Complex ablation procedures
Visualization of catheter contact and lesion formation, particularly to understand when a transmural lesion has been completed, is a key component of real-time visualization with ablation. Whether this can be accomplished with real-time 3DTEE needs to be determined. The relationship of the esophagus, phrenic nerve, vasculature, and the actual visualization of abnormal substrate (scars, endocavitary structures ) are what we need to see with unquestionable benefit with complex procedures.
What Is the Ideal Imaging Modality for Cardiac Ablation?
Ideal visualization should be real time, should not require general anesthesia, and should be performed by the same operator doing the ablation. Imaging to understand the arrhythmogenic substrate and future high temporal resolution imaging to map the electromechanical wave front during arrhythmia will likely be of significant value. Three-dimensional reconstruction should be intuitive and similar to what electrophysiologists typically use. Although we will have to wait for this ideal modality, Regoli et al. (2), importantly reconstructed their images to mimic the right and left anterior oblique projections used fluoroscopically and immediately enhance intuitive recognition of the structures visualized.

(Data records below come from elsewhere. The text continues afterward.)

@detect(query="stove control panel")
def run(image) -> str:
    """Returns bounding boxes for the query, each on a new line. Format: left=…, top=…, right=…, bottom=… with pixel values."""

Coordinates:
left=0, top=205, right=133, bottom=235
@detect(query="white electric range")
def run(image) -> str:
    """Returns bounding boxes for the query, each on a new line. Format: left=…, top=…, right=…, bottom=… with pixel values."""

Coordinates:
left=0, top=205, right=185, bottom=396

Regoli et al. (2) should be congratulated for providing us from their pilot study a clear appreciation of the potential use of 3DTEE to reduce fluoroscopy time and allow us to see what we are doing. In selected patients, this technology, along with training and experience using existing imaging technology and electrogram interpretation, may truly allow us to improve on our success.
The authors have reported that they have no relationships to disclose.
↵⁎ Editorials published in JACC: Cardiovascular Imaging reflect the views of the authors and do not necessarily represent the views of JACC: Cardiovascular Imaging or the American College of Cardiology.